Significantly difference in execution time when convolution is run as nn.Conv2d and as nn.Sequential

Hi all,
I’m experiencing a huge difference in execution runtime between a convolution run as nn.Conv2d and nn.Sequential() on aarch64 (Nvidia Jetson AGX).
I think this issue is showing up due to the lack of any optimized kernels for the specific convolution layers I’m trying. This issue is only reprodcible on aarch64 processor. But still that couldn’t explain this huge difference in execution times.

To reproduce this issue,

  1. Run a Depthwise Convolution (groups = in_channels) and Pointwise Convolution (kernel size =1) individually as nn.Conv2d() and measure their runtime.
  2. Run the same set of convolutions as a single nn.Sequential
import torch
import time
x = torch.rand([1,78, 56, 56])
#### nn.Conv2d
dconv = torch.nn.Conv2d(78, 78, 3, stride=2, padding=1,groups=78)
pconv = torch.nn.Conv2d(78, 78, 1)
delay = []
for i in range(30):
    start = time.perf_counter()
    y = dconv(x)
    end = time.perf_counter()
    delay.append((end-start)*1000)
print(sum(delay)/len(delay))
delay = []
for i in range(30):
    start = time.perf_counter()
    z = pconv(y)
    end = time.perf_counter()
    delay.append((end-start)*1000)
print(sum(delay)/len(delay))
##### nn.Module
model = torch.nn.Sequential(torch.nn.Conv2d(78, 78, 3, stride=2, padding=1,groups=78, device='cpu'), torch.nn.Conv2d(78, 78, 1, device='cpu'))
delay = []
for i in range(30):
    start = time.perf_counter()
    z = model(x)
    end = time.perf_counter()
    delay.append((end-start)*1000)
print(sum(delay)/len(delay))

Output

5.974839165961991
4.580187029205263
141.68961447236748

There’s almost 15x difference in runtime between convolution executing as individual nn.Conv2Ds and nn.Sequential. The expected output would be to have time(dconv) + time(pconv) almost similar to time(model) in the above example.
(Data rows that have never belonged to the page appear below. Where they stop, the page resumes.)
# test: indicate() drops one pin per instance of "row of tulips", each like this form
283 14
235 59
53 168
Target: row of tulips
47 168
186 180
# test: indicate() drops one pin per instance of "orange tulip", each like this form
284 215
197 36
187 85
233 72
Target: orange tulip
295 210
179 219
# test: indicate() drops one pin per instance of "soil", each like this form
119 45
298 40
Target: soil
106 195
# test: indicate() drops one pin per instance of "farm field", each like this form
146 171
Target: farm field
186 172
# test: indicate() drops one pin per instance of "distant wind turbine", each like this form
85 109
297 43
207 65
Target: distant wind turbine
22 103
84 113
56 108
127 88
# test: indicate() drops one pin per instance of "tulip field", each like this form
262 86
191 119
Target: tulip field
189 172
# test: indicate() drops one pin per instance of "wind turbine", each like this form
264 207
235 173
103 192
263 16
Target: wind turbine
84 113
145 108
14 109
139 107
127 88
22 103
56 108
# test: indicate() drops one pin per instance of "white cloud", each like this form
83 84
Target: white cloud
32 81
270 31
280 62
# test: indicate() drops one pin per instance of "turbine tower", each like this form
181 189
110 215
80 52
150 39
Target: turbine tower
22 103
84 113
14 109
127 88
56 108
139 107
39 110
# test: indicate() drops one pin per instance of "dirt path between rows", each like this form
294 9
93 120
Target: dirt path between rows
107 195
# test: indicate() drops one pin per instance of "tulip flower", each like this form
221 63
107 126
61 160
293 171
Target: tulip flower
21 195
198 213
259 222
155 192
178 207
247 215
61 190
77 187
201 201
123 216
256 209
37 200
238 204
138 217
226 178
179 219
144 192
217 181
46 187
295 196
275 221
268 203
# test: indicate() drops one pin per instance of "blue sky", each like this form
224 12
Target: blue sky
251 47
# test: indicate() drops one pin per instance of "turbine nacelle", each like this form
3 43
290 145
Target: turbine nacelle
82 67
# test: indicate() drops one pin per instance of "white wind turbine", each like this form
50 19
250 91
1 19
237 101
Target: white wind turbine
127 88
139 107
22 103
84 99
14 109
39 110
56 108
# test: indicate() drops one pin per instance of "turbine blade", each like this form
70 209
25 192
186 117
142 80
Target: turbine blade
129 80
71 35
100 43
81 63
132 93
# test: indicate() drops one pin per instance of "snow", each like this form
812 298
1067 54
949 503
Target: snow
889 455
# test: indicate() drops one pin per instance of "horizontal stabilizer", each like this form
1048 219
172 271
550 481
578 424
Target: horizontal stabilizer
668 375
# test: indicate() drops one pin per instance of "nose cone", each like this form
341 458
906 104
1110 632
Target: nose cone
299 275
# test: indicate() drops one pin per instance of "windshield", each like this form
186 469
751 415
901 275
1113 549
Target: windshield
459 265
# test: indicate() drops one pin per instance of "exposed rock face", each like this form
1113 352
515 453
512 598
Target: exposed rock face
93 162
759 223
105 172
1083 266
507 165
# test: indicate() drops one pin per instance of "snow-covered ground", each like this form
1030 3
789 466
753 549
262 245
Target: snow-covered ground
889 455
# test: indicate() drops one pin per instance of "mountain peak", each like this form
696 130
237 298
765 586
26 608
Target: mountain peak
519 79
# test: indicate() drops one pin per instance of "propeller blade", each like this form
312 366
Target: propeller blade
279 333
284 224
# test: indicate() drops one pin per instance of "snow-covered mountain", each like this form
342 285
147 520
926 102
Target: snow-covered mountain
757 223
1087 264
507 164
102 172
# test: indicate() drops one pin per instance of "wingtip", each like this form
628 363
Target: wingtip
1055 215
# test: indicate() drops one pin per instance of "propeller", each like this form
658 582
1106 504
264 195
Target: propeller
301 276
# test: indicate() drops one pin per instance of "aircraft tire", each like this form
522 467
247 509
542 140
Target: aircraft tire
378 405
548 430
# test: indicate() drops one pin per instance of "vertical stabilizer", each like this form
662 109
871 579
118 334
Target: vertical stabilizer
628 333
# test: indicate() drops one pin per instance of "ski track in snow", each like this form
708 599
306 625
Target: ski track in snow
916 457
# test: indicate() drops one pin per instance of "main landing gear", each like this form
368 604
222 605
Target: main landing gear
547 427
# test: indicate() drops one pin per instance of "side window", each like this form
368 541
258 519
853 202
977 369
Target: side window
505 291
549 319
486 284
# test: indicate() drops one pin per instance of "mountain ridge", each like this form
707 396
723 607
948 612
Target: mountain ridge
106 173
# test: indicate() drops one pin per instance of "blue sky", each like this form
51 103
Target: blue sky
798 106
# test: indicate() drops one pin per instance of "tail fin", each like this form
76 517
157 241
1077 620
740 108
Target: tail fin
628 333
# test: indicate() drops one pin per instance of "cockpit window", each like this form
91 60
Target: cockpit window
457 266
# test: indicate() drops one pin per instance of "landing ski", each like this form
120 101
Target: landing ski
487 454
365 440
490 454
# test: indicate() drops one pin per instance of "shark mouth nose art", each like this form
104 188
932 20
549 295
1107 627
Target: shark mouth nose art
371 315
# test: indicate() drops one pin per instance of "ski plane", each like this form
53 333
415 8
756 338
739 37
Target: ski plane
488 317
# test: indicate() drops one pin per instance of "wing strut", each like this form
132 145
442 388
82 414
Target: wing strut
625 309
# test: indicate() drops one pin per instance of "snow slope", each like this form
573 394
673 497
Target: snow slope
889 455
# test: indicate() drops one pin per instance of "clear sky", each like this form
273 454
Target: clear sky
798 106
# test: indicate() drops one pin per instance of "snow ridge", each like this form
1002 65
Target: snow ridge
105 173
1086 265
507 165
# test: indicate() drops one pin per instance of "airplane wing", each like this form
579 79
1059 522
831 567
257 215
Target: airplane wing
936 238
Any idea why this is happening? Thanks in advance for your replies.
I have also opened a issue regarding the same at here

Your output looks quite strange and I get:

20.529749244451523
4.179799013460676
17.342762431750696

on a Xavier.

Your output seems like its more expected. I’m also running on Xavier. I tried both PyTorch 1.9.0 and 1.8.0 and seeing the same results. (The nn.Sequential() is alway significantly higher)

This is the output I get for conseuctive runs of the program script above.

:~$ python3 test.py
11.383225899993477
3.725462199993975
176.9323086999994
:~$ python3 test.py
5.979387333337627
3.1348664666647132
77.57876950000575
:~$ python3 test.py
5.478009166661953
4.854251033331518
105.16439119999556
:~$ python3 test.py
5.193072766667228
2.5191012333304266
135.01443140000143

Any ideas to narrow down the cause of issue?

I also profiled the code (Conv2ds & nn.Sequential using Profiler) and got the following outputs for three Convs.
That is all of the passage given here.